Auguri per un Natale veramente “inclusivo”

Auguri per un Natale veramente “inclusivo”.Si proprio così,  nel valore pregnante  racchiuso nell’aggettivo “inclusivo” è stato  superato definitivamente  il momentaneo sbandamento dei responsabili “pro-tempore” della guida  politica dell’Unione Europea. Perché anzitutto il bambino festeggiato che  scende dall’alto,  si veste di umana fragilità e  nasce povero  ed umile proprio  per insegnare a tutti, senza eccezione alcuna per qualsiasi motivo,  la vera logica  dell’amore inclusivo.

Un Natale inclusivo allora,  facendo eco alle parole di Papa Francesco che nella ricorrenza di questa festività, unica nel suo fascino,  invita ad un grande “bagno di umiltà”, “guardando verso l’ Alto per guardare  verso l’altro”.

Una logica inclusiva che la  Commissione dell’U.E. aveva travisato,  quando in una comunicazione ufficiale aveva  inserito il consiglio-dovere di evitare  gli auguri usando il linguaggio ritenuto “superato e tradizionale”, di  ‘Buon Natale’, soprattutto, se accompagnato  dall’uso dei nomi di Maria, Giuseppe, Gesù, valutati come  simboli non inclusivi di accoglienza, rispetto ai simboli e ai valori di altre “ideologie culturali e  religiose

Sappiamo come sono andate le cose ! il consiglio dei vertici dell’U.E. innesca da subito roventi polemiche  perché  la valutazione pressoché unanime, nel migliore dei casi  lo giudica fuorviante,  se non  profondamente offensivo, oltre che del buon senso comune, anche   della stessa identità europea, che così operando metteva in serio pericolo la sua stessa esistenza.

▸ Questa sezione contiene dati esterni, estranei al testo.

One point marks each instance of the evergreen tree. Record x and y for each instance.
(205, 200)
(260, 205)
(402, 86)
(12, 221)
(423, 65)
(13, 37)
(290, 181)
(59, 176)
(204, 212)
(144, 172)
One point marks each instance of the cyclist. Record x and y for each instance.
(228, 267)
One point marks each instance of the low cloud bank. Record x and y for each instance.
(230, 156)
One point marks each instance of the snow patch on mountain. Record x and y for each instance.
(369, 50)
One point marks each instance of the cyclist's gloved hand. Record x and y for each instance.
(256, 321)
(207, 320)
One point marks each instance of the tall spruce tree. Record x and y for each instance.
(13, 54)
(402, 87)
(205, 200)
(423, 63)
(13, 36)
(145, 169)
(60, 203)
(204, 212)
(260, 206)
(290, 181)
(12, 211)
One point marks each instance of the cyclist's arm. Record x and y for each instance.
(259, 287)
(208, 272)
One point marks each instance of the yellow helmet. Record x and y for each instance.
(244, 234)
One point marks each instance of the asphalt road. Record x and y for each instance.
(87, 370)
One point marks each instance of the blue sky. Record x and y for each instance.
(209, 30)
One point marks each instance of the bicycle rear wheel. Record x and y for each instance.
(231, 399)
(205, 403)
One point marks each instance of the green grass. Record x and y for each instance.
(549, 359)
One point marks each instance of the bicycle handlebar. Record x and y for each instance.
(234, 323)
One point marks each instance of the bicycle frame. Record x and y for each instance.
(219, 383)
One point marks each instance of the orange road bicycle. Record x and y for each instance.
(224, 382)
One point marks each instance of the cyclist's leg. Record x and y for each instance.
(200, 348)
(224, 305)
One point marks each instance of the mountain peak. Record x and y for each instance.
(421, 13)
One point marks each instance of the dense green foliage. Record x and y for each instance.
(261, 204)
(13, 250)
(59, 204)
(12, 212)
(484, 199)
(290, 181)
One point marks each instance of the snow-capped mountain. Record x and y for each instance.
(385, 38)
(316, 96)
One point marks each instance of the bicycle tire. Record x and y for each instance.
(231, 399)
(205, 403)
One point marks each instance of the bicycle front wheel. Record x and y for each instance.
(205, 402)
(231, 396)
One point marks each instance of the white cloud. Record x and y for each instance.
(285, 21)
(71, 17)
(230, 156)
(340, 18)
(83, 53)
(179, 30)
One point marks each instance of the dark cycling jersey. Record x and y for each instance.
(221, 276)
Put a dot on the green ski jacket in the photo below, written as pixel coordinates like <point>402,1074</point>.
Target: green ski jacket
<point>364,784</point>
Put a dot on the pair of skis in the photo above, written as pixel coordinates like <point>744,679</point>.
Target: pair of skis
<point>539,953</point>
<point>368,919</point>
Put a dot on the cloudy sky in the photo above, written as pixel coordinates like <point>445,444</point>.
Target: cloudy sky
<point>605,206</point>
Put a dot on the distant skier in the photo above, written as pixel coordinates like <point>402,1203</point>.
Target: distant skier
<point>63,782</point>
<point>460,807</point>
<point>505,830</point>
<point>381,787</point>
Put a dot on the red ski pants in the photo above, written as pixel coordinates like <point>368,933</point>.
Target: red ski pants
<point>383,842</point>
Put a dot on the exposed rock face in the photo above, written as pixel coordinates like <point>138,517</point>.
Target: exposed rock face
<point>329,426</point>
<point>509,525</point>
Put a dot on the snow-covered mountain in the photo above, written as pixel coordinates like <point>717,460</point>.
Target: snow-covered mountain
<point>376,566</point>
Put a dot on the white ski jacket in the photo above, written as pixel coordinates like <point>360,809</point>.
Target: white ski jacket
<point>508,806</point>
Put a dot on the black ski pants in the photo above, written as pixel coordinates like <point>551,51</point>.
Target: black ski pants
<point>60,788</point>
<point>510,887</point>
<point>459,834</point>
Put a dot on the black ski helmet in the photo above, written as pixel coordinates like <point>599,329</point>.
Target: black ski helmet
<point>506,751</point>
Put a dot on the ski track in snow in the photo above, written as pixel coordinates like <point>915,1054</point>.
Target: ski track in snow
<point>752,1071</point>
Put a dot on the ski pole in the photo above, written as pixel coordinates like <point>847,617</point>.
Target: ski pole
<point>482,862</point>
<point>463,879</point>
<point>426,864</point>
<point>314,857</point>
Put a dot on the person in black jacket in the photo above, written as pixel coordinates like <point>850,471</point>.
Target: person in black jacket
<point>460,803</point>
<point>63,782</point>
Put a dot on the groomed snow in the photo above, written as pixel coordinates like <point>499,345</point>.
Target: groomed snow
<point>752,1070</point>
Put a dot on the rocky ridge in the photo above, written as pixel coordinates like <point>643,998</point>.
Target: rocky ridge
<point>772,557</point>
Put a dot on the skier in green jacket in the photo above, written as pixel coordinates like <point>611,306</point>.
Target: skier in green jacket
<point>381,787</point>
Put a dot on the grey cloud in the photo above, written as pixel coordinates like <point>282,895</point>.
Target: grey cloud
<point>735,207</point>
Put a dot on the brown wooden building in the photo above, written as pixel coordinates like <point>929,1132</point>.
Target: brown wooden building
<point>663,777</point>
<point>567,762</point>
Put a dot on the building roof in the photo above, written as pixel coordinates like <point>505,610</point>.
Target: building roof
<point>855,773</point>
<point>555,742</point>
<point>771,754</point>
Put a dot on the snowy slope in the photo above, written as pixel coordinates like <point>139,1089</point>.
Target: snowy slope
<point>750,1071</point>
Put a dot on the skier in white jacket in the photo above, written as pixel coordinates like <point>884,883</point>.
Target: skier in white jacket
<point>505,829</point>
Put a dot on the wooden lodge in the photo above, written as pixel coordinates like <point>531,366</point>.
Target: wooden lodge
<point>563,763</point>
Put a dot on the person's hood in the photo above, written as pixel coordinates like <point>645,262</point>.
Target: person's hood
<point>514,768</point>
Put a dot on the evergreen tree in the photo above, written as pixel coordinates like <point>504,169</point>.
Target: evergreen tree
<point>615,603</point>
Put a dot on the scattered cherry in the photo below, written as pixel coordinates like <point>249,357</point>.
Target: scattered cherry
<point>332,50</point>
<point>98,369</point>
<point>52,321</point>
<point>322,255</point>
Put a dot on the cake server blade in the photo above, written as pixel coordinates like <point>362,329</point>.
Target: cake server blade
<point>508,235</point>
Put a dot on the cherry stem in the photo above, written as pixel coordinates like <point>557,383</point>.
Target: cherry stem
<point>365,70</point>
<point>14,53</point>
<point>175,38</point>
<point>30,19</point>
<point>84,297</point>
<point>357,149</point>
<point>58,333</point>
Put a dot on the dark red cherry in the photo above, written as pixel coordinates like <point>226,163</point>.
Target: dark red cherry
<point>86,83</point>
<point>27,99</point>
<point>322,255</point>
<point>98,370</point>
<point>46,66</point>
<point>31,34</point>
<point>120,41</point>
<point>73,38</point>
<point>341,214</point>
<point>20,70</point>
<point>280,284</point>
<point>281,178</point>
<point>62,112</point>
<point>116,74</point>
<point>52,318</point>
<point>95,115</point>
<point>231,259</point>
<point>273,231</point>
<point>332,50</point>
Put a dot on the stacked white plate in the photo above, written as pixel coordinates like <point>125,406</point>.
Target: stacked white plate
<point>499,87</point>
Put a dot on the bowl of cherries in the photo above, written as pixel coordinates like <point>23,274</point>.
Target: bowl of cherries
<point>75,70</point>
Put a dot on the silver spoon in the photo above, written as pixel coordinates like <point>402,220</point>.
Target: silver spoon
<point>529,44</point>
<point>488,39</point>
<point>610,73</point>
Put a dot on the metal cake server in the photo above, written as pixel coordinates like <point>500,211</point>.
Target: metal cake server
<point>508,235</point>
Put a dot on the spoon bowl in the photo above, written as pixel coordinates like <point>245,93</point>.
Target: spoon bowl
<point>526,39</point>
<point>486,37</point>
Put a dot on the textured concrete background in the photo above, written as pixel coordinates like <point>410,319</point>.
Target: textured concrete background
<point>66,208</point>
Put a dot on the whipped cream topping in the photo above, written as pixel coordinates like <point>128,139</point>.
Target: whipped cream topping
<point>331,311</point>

C’era  anche chi parlava di  “anacronismo”. di  moda fuori posto, frutto  di “laicità annacquata”,  di   “colonizzazioni ideologiche”  invitando piuttosto l ‘Unione europea a riprendere in mano i veri ideali dei padri fondatori; ideali di unità, di pace, di solidarietà e fraternità, senza distinzione alcuna.  . Per cui la Commissione europea, saggiamente sentiva il dovere di fare precipitosamente un passo indietro ufficiale, con un nuovo documento con cui rispondeva a tutte le polemiche scrivendo: “Non vietiamo o scoraggiamo l’uso della parola Natale. Celebrare il Natale ed usare nomi e simboli cristiani sono parte della nostra ricca eredità europea”.

Ed in effetti l’augurio di buon Natale della cultura cristiana è l’augurio più inclusivo  perché veicola e diffonde , da ogni punto di vista,  messaggi di accoglienza della vita così come viene al mondo,  a prescindere da ogni cosa, anche  da leggi discutibili in talune parti eventualmente in vigore, come pure da ideologie,  vincoli e convenzioni di  qualsiasi genere.

Insomma, per tutti e non solo per i cristiani, è proprio il caso di finirla con le stranezze anche lessicali, perché – per dirla con Papa Francesco – il Natale è gioia,…. È gioia religiosa, gioia di Dio, gioia interiore, di luce, di pace. Dove nasce Dio, nasce la speranza. A questo ci chiama il Natale:… Augurando a tutti – Papa Francesco –  di sentire che Dio è vicino, di stare alla sua presenza, di amarlo, di adorarlo.

Comunque,  scrive sempre Papa Francesco : “Dio non ti ama perché pensi giusto e ti comporti bene, ti ama e basta. Il suo amore è  incondizionato, non dipende a te. Puoi avere idee sbagliate, puoi averne combinate di tutti i colori, ma il Signore non rinuncia a volerti bene…..Nei nostri peccati continua  ad amarci”.

 Quindi, a tutti, proprio tutti,  nessuno escluso, di ogni razza ed in qualsiasi latitudine del pianeta terra si trovi a vivere, Dio – inseguendo sempre  tutti col suo amore, dice: “Ti amo e ti amerò sempre, sei prezioso ai miei occhi !” In queste parole c’è il vero messaggio del Natale.